Traveso’s discussion of the Holocaust points out the failure of anti-Fascist intellectuals to take seriously the role of Antisemitism in the 1930s – and even after 1945 Sartre’s Anti-semite and Jew focused on French Antisemitism and Dreyfus rather than Auschwitz. He argues that seeing the fascists and Nazis only as obscuritanist reactionaries missed their revolutionary modernization effects and hence their ability to engineer a high-tech mass extermination campaign. Recognizing that modern reality required abandoning the philosophical premise that humanity was bound to an evolutionary process of enlightenment, something only some members of the Frankfurt School were prepared to do at the time, he concludes that ‘[f]ar from celebrating a new triumph of enlightenment, these isolated figures refused to see the Second World War as a victorious epic of progress.

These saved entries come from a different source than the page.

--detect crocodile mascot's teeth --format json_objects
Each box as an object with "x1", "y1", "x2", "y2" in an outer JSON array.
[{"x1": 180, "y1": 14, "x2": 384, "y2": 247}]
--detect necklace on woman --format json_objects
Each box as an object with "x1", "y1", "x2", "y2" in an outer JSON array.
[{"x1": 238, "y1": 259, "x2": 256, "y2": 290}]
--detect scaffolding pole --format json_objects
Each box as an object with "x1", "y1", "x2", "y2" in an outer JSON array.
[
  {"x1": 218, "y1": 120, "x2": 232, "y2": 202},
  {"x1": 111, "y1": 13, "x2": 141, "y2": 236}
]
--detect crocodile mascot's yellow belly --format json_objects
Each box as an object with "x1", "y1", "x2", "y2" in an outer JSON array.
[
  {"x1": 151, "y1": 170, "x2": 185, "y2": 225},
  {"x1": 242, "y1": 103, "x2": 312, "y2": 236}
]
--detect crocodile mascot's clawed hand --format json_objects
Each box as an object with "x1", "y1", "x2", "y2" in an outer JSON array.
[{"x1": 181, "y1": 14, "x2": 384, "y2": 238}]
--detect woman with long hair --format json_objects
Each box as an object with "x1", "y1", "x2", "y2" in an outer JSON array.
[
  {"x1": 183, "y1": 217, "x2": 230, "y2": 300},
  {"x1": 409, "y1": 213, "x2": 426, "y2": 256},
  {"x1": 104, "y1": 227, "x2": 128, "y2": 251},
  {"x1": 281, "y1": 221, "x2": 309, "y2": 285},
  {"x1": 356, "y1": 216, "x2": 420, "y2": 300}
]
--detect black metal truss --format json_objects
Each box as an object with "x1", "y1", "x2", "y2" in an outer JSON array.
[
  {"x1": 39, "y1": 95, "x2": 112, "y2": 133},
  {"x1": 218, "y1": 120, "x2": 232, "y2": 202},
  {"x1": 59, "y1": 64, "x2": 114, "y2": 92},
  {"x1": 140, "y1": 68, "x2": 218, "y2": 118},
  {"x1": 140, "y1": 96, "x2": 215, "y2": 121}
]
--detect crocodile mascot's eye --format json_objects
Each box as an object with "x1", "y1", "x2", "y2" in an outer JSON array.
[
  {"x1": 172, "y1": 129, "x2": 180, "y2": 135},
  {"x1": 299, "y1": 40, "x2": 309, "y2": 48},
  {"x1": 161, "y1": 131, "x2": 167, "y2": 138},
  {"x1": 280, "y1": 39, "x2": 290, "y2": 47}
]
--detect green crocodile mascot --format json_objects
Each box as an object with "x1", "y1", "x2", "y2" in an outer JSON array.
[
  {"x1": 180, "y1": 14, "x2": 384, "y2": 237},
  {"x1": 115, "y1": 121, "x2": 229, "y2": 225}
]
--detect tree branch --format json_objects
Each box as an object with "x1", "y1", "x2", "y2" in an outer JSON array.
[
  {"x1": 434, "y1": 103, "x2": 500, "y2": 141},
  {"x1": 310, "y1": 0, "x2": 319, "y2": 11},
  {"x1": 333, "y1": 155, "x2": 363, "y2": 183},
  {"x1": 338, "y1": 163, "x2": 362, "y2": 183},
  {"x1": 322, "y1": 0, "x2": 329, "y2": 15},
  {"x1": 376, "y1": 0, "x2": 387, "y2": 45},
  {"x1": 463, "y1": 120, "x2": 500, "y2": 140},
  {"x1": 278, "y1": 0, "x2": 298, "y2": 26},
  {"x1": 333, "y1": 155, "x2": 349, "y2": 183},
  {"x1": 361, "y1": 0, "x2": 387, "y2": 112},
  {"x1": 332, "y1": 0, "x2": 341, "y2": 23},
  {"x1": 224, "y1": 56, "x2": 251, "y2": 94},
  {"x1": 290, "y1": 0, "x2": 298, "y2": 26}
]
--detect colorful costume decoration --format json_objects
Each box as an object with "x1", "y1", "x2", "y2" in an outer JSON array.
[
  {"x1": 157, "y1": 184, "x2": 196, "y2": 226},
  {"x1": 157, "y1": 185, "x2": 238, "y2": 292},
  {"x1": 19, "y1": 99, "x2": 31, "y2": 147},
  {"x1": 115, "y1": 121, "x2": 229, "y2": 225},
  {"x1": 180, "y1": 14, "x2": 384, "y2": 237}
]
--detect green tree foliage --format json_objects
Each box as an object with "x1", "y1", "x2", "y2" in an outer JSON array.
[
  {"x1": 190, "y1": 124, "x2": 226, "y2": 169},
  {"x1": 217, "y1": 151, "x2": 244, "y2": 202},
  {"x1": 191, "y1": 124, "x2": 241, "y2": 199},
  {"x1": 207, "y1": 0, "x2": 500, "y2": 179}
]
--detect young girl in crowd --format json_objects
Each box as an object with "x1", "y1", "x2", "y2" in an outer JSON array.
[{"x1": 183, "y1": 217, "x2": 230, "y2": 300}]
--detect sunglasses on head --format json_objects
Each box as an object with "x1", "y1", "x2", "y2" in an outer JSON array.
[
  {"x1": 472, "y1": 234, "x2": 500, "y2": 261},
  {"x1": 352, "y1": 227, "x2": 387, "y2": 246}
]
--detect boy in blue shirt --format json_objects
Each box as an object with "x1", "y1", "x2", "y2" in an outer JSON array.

Before the spectacle of a civilization that had transformed modern technology into a gigantic destructive power, the only sentiment possible was one of shame’ (pp. 275–6).
Traverso’s attempt to reframe Europe’s history from 1914–45 under the rubric of civil war is not always entirely convincing, but it is full of insights and is well worth reading and considering – and perhaps re-reading and reconsidering several times over.